2.2 ETHICAL CONSIDERATIONS
Research such as the Milgram experiment (where participants inflicted electric shocks to another participant), The Stanford Prison experiment (where participants became verbally and physically abusive towards one another) and The Monster Study (where an attempt to induce stuttering was conducted on orphans) a number of ethical principles and frameworks have been developed with the main aim being the protection of participants well-being (Kovisto et al, 2001; Keogh and Daly, 2009). Indeed the Numberg trials at the end of the second world also received much controversy. This resulted in the formulation of the Numberg code, which has been noted to be one of the world’s most recognised ethical documentation. The Numberg Code and the Helsinki Declaration provide the basis for research. These basic principles are used globally any can provide researchers with an outline to the ethical, moral and legal obligations of research (Benard and Ficher, 2006)

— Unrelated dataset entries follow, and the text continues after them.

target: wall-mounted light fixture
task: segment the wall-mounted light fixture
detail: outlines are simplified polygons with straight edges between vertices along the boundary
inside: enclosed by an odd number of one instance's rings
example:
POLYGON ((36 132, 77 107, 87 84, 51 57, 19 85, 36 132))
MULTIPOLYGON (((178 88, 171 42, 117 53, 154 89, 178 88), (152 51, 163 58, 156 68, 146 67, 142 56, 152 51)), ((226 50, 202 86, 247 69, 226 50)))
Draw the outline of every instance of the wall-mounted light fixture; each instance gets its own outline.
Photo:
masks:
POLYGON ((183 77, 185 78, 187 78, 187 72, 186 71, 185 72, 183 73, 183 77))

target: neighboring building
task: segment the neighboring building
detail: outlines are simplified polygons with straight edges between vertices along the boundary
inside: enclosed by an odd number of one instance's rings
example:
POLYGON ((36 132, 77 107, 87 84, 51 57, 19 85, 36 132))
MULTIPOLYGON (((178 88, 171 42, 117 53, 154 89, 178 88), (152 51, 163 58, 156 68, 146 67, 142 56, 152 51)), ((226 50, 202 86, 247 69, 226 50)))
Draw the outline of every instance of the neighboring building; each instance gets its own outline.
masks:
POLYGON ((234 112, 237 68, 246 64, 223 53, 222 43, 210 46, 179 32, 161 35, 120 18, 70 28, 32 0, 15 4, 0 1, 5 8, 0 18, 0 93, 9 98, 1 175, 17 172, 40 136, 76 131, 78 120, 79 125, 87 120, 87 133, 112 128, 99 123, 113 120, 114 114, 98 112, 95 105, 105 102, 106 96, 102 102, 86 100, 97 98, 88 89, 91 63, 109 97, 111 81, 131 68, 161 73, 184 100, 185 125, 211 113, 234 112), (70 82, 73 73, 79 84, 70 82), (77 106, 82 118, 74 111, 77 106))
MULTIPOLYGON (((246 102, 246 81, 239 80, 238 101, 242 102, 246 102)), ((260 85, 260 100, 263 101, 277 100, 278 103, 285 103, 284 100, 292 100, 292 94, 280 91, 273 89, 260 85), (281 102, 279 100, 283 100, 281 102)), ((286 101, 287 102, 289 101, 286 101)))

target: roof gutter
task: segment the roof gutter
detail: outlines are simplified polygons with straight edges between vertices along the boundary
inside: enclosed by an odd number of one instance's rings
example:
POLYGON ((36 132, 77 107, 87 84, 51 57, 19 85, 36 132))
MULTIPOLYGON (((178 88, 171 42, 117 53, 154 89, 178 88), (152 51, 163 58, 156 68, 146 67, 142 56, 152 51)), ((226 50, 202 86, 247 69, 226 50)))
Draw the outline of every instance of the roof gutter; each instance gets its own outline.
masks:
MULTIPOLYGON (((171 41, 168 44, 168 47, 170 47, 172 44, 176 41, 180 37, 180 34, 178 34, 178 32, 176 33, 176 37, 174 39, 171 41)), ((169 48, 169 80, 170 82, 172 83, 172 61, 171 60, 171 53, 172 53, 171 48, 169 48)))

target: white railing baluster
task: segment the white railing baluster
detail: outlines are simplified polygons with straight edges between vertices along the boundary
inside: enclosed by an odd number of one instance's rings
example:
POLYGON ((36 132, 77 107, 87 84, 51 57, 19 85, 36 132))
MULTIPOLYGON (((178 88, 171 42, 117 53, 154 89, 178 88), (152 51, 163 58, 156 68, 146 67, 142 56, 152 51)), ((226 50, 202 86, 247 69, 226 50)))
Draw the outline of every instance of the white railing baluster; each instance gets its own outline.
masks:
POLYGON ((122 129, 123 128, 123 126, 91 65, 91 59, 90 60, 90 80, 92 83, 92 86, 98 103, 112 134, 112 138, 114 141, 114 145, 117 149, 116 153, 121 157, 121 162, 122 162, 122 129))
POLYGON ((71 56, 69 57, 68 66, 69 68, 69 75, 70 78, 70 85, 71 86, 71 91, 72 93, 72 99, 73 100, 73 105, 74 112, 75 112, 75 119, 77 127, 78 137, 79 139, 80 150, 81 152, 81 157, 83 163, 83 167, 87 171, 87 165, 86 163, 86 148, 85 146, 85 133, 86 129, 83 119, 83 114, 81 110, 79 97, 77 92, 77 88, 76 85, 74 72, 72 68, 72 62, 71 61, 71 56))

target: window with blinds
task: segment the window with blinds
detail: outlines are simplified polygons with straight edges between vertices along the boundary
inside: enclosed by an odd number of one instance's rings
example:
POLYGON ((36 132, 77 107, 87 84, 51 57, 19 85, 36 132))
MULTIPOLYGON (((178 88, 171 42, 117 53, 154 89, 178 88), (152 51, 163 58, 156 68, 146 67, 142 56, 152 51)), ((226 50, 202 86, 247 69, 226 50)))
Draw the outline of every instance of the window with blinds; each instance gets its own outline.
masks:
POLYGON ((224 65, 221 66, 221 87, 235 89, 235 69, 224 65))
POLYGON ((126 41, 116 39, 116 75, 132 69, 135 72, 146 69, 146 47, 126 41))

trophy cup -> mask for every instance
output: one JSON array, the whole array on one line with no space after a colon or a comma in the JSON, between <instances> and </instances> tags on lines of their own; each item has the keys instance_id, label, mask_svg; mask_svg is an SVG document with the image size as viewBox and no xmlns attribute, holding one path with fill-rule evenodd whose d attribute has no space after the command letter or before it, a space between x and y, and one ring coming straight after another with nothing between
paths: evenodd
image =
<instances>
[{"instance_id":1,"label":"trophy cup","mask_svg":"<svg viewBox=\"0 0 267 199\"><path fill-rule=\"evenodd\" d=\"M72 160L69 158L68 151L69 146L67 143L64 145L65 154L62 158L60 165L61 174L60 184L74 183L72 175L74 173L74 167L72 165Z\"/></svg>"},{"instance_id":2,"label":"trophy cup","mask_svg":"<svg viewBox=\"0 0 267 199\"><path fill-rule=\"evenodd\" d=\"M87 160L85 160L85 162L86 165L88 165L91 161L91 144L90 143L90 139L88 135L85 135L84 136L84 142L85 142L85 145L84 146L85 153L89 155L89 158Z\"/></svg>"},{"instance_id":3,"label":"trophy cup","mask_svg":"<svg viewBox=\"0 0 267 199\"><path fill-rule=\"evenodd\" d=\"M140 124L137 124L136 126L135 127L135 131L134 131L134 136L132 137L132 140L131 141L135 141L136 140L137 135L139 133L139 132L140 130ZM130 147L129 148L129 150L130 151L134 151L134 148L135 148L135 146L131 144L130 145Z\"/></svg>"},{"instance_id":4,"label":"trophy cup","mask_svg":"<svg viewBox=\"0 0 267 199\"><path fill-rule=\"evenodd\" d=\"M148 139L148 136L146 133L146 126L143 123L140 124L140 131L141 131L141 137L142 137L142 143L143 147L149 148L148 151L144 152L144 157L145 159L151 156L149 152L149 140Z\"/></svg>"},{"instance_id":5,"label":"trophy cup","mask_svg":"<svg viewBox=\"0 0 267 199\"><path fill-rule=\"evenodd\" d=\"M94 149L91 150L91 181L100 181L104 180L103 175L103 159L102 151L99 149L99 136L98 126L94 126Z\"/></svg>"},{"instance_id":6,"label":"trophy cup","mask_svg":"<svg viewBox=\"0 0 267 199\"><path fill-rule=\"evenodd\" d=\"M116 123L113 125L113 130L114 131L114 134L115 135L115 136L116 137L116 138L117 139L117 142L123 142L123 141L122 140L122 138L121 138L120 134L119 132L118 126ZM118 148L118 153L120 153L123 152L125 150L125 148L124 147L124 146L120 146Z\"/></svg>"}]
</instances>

Ethical considerations are an important element in any type of research and the onus of upholding the ethics of research should be the responsibility of the researcher (Research Council UK, 2009). Clients with a mental health illness are a vulnerable group and many steps must be taken for their protection. Ethical approval will be sought from the relevant bodies (appendix) (University of Ulster, 2006). it is advised that this can be a lengthy process so the letter will be mailed at the earliest available date.
Ethical considerations is not merely about non- maleficience, and beneficence, it is much broader than that. Consideration of the benefits versus the risks must be considered. No research should ever intentionally cause harm. As mentioned in section …. An information booklet will be provided for those who wish to take part. The information provided will be easily read, wherever possible will be free of jargon so that it is comprehensible to the reader. A list of contact numbers of local organisations will also be added to the booklet as the nature of the study is obtaining information from a vulnerable population group and any likelihood of upset must be addressed. Other information included in the booklet is; what will happen when the research is completed, upholding confidentiality, the right to withdraw and complaints procedures (Medical Research Council, 2005). It is important that all this information is capsulated within the booklet as a new procedure, intervention or service may seem confusing at first and provoke unnecessary anxiety to both the client and the staff involved.
Researchers who use qualitative approaches to gain information can use several ways of analysing their data (Elo and Kyngas, 2007). Only the data analysis method applicable to this research proposal will be discussed here.
The first stage of narrative data analysis is to gather all the information that was obtained from the participants, although this may first appear relatively easy task to do, the reality is that it is a lengthy and time consuming process. Furthermore it is not an easy or straightforward task to accomplish. When transcribing the tape recordings it is important that we consider the rate and tone of the speech and be aware of the colloquialisms (slang) used in everyday conversations. Pauses, sighs or any prolonged silences must also be noted as excluding any of these will result in losing valuable information and the transcription will not emphasise or illustrate an understanding of what the participant is trying to put across, in other words we need to be extremely careful when interpreting the data.